24. The system of claim 23, wherein the second set of textual data comprises a plurality of reversed chemical reactions from the first set of textual data.

25. The system of either of claims 23 and 24, further comprising a preprocessor before the reverse synthesis BART model configured to canonicalize the representation of the molecule and tokenize the canonicalized representation of the molecule.

26. The system of claim 25, wherein the preprocessor is configured to canonicalize the representation of the molecule by rewriting the textual representation of the molecule in accordance with a set of one or more rules for textually representing one or more of: isotopes, charges, aromatic atoms, ring openings, and ring closures.

27. The system of either of claims 25 and 26, wherein the preprocessor is configured to tokenize the canonicalized representation of the molecule by: identifying an invalid substring within the canonicalized representation of the molecule based on a set of invalidation rules; and converting the invalid substring to a valid substring based on the set of invalidation rules.

28. The system of any one of claims 25 to 27, wherein the preprocessor is configured to tokenize the canonicalized representation of the molecule by greedily matching the canonicalized representation of the molecule from left to right with a set of chemically meaningful tokens.

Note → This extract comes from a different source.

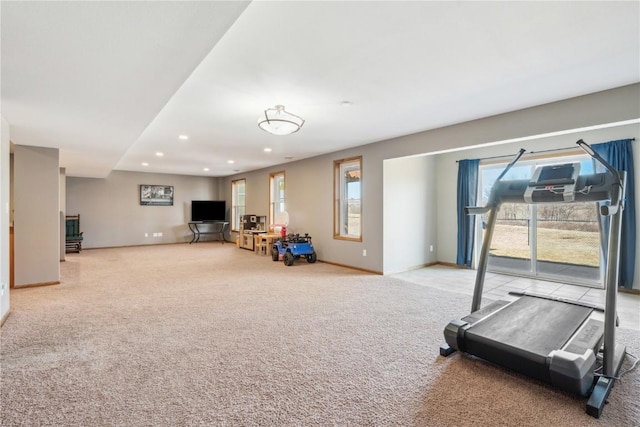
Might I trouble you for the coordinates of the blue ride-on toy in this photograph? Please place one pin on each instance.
(292, 247)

29. The system of claim 28, wherein the set of chemically meaningful tokens comprises one or more of: a plurality of tokens each representing a unique element; a plurality of tokens each representing a unique molecule;a plurality of tokens each representing a unique bracketed combination of one or both of atoms and ions; a plurality of tokens each representing a unique unbracketed organic atom; a plurality of tokens each representing a unique type of chemical bond; a plurality of tokens each representing a unique type of ring index; and a plurality of tokens each representing a unique isotopic mass number.

30. The system of any one of claims 23 to 29, wherein the forward synthesis BART model is configured to select the one or more of the reverse chemical synthesis pathways for the molecule by: determining one or more valid chemical synthesis pathways in the plurality of chemical synthesis pathways by validating one or more of the plurality of chemical synthesis pathways with the forward synthesis BART model; determining a confidence score for each of the valid chemical synthesis pathways; ranking the valid chemical synthesis pathways by the confidence score of each of the valid chemical synthesis pathways; receiving a number of desired output pathways from the user via the user interface; selecting a top number of ranked valid chemical synthesis pathways up to the number of desired output pathways; and displaying the top number of ranked valid chemical synthesis pathways to the user via the display.

31. The system of claim 30, wherein validating one or more of the plurality of chemical synthesis pathways with the forward synthesis BART model comprises: confirming that the one or more of the plurality of chemical synthesis pathways satisfies one or more rules for valid representation of a chemical reaction; confirming that the one or more of the plurality of chemical synthesis pathways does not include any synthesis steps wherein one or more reactants are products of a previous synthesis step; andconfirming that the one or more of the plurality of chemical synthesis pathways successfully generates the molecule with the forward synthesis BART model.